We want to cook pasta as a garnish, but they are stuck in one lump? Familiar situation, is not it? I think everyone at least once, but faced with such a problem, as the pasta stuck together. Therefore, I tell how to cook them. Well, more accurately, as I do.
One of the main reasons why the pasta stick together - is insufficient amounts of water. As a result, formed when cooking gluten can not completely dissolve in water (because it is not enough) and makaroshki stick together.
Therefore, cook pasta here in the proportion: 1 liter of water 100g of pasta. Boil in a large saucepan, stirring occasionally.
Macaroni throws only into the boiling water, cook on maximum heat without a lid.
We use the pasta from durum wheat. As a rule, they have a low glycemic index and have less gluten. Besides, they say, they are useful.
During the cooking time in the pan add 1-2 tablespoons of vegetable oil, depending on how much pasta you are cooking.
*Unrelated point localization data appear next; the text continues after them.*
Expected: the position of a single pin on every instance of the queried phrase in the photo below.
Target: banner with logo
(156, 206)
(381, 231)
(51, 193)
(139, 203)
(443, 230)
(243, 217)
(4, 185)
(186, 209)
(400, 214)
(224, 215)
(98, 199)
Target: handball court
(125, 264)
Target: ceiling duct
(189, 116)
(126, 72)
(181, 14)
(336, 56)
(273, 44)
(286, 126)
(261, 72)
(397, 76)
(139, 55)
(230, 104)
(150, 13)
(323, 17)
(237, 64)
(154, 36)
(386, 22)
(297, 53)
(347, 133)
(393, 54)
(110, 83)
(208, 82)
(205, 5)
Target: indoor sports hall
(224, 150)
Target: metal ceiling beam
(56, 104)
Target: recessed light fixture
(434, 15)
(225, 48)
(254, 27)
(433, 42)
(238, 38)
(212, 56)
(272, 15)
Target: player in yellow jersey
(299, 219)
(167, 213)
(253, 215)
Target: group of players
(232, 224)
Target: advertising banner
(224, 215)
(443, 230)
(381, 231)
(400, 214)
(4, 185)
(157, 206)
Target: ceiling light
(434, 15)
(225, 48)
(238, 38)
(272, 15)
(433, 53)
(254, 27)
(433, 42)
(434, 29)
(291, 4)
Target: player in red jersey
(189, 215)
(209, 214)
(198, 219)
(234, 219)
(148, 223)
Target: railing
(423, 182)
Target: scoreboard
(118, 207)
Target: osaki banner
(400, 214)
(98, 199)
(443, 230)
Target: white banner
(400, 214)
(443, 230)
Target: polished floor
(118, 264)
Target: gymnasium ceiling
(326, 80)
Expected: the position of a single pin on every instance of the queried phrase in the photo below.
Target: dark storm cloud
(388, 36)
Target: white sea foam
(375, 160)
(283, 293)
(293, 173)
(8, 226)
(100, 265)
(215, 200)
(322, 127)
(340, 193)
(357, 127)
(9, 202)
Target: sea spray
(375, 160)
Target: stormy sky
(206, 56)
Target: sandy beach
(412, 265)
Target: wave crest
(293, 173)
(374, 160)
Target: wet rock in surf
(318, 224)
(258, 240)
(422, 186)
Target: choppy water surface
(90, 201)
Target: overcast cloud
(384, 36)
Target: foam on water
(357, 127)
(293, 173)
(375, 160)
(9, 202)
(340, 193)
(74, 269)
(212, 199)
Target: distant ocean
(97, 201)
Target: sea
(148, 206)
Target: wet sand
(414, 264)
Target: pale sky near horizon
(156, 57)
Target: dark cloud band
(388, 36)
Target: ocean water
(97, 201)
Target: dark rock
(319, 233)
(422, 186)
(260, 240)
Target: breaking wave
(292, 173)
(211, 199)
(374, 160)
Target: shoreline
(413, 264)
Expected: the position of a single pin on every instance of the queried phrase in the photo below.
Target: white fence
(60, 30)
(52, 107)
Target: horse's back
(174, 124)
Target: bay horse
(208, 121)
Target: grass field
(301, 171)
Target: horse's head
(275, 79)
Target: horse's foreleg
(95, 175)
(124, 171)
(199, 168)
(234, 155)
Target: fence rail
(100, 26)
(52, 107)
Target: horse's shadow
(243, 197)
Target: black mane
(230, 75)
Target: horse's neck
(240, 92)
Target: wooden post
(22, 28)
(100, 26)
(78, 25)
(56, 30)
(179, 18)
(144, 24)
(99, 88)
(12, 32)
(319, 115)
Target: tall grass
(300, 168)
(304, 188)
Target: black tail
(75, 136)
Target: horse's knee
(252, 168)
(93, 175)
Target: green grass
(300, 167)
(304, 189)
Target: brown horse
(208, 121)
On the packaging is usually indicated cooking time. However, I advise you to cook for 1-3 minutes less than recommended by the manufacturer. Then the pasta is not exactly seethe.
Do not wash with cold water! This makes the pasta tasteless, and a couple of minutes, they just stick together.
Once drained pasta with water, add a small piece of butter and stir. That's all.
Share in the comments of his secrets of cooking pasta. Write how you cook?